I see that you filed a new issue of RSS growth without responding to the potential issues raised above. Please try the above remediations and let us know whether they address your issue.
I opened the other ticket because I thought it was possibly different from this one and more detailed. I tried using tcmalloc and MALLOC_ARENA_MAX=1 that @daniel-wer suggested. But I am still noticing that RSS continually increases. I modified the shapes in the script in the linked ticket so that it runs quicker.

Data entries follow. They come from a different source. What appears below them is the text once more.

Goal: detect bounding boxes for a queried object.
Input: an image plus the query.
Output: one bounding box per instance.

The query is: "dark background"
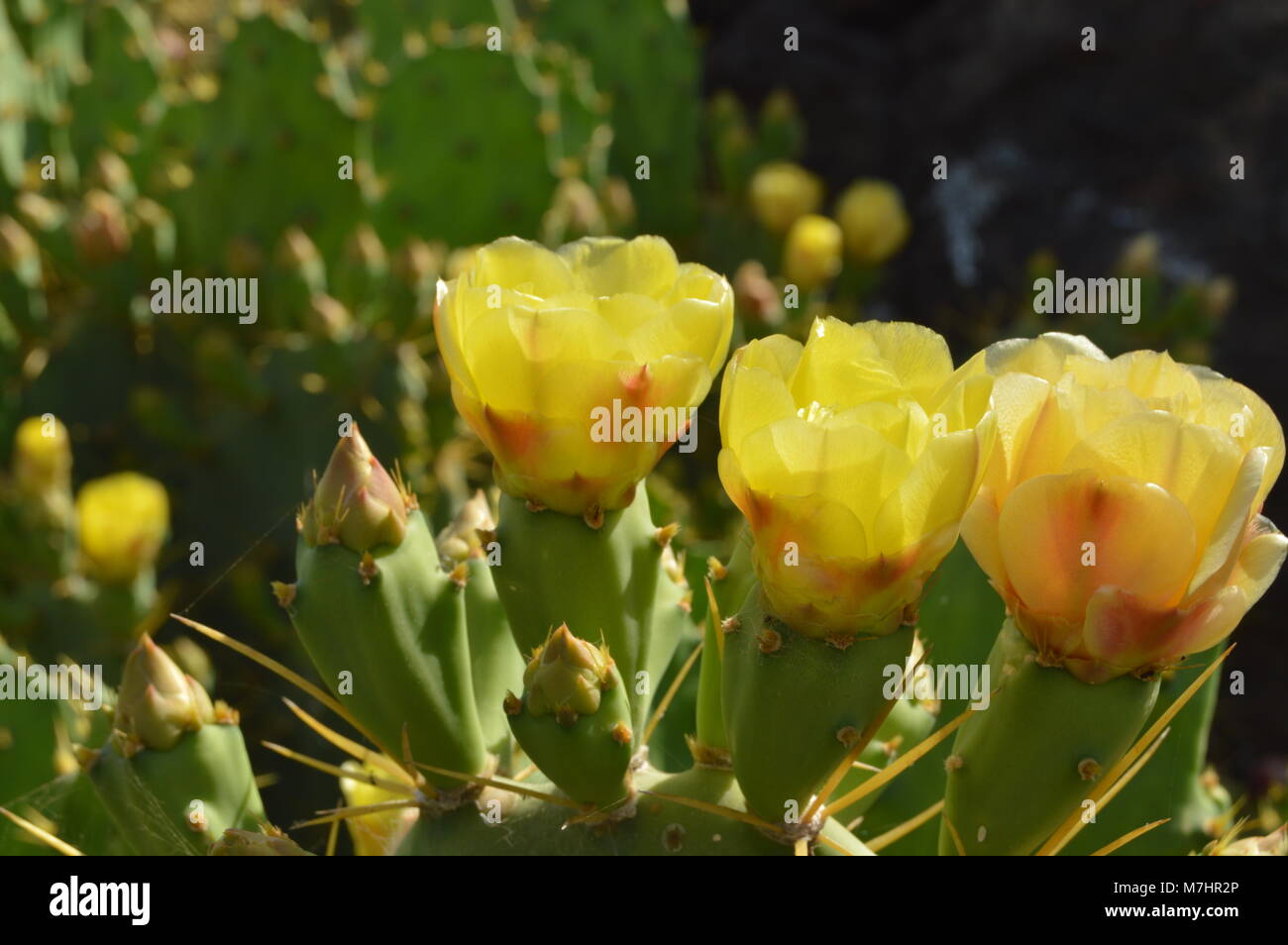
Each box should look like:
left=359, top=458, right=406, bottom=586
left=691, top=0, right=1288, bottom=789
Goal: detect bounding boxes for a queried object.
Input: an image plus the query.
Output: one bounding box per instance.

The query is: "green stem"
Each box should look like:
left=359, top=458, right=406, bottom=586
left=724, top=589, right=913, bottom=821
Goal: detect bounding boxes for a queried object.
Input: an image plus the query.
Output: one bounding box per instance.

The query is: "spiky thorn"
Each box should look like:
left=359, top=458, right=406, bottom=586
left=868, top=798, right=944, bottom=854
left=802, top=637, right=930, bottom=824
left=282, top=695, right=413, bottom=787
left=268, top=580, right=296, bottom=610
left=170, top=614, right=389, bottom=755
left=1034, top=729, right=1172, bottom=856
left=944, top=813, right=966, bottom=856
left=0, top=807, right=85, bottom=856
left=1038, top=644, right=1236, bottom=856
left=640, top=789, right=783, bottom=837
left=823, top=709, right=980, bottom=820
left=393, top=459, right=420, bottom=512
left=1089, top=817, right=1171, bottom=856
left=326, top=820, right=340, bottom=856
left=291, top=798, right=420, bottom=830
left=447, top=562, right=471, bottom=589
left=640, top=641, right=705, bottom=746
left=261, top=742, right=416, bottom=797
left=814, top=834, right=854, bottom=856
left=416, top=761, right=588, bottom=811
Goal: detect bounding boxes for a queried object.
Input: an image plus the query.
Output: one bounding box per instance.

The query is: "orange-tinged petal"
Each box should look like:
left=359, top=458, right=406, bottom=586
left=1064, top=411, right=1243, bottom=559
left=999, top=470, right=1195, bottom=622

Most allocators are going to include some increase in rss as malloc implementations maintain a cache of pages for future allocations; this isn't typically an issue, and over the long term the use tends to stabilize. With what you've provided so far I we can't tell with any specificity what your system is running, what you have tried, and/or what you expect and why.
If you would like assistance in reducing your apparent rss use, please provide additional details. Without a lot more details in the reproduction case it will be impossible to correctly diagnose allocation growth concerns. You will need to provide, at a minimum, system details things like this the OS version, libc verion, allocator, hugepage settings, etc. Ideally you actually provide a vm image which can demonstrate the concern.
If I am calling dest.write(src) where src is 250 MB, I expect the amount of RAM consumed to be around this amount. I don't expect it to grow to 10+ times this amount and keep growing. Are you able to reproduce this behavior using the script I provided? If you are then I don't think I need to provide further details. The script I wrote perfectly captures the use case and the memory increase at a smaller scale.
You're right that this is not the performance level that we want. The copy issue/memory use is actually a duplicate of this other bug as well, which is a legitimate issue that we're planning on working on:
https://github.com/google/tensorstore/issues/202
Basically the chunks between source and dest are misaligned. In this case you could copy from source to memory, and then write out, or use a transaction.
But the chunks are aligned in my example. Read chunk of source is (3, 1, 128, 128), write chunk (3, 1, 512, 512). Read chunk of dest is (3, 10, 128, 128), write chunk (3, 10, 512, 512).
The issue is that when copying from one tensorstore to another, currently tensorstore does this by iterating over read chunks of the source array, and then writing each read chunk to the destination array, and if this is done outside of a transaction, then none of those writes are coalesced, so the entire 3x10x512x512 destination write chunk gets re-written for every source read chunk of size 3x1x128x128. That is both very slow and inefficient and also means a bunch of extra memory gets allocated during the write because there can even be multiple concurrent outstanding write attempts for the same write chunk.
If we wrap the entire copy with a transaction:
with tensorstore.Transaction() as txn:
dest.with_transaction(txn).write(src).result()
then all of the writes get coalesced and it is much faster and allocates much less memory.
We still see some memory growth by default but that is eliminated by setting MALLOC_ARENA_MAX=1 in my own run of your script.
Even without using a transaction, setting MALLOC_ARENA_MAX=1 eliminates the memory growth across multiple write iterations. Memory use is still high within a single write attempt but that is real memory use (due to the #202 bug), not fragmentation.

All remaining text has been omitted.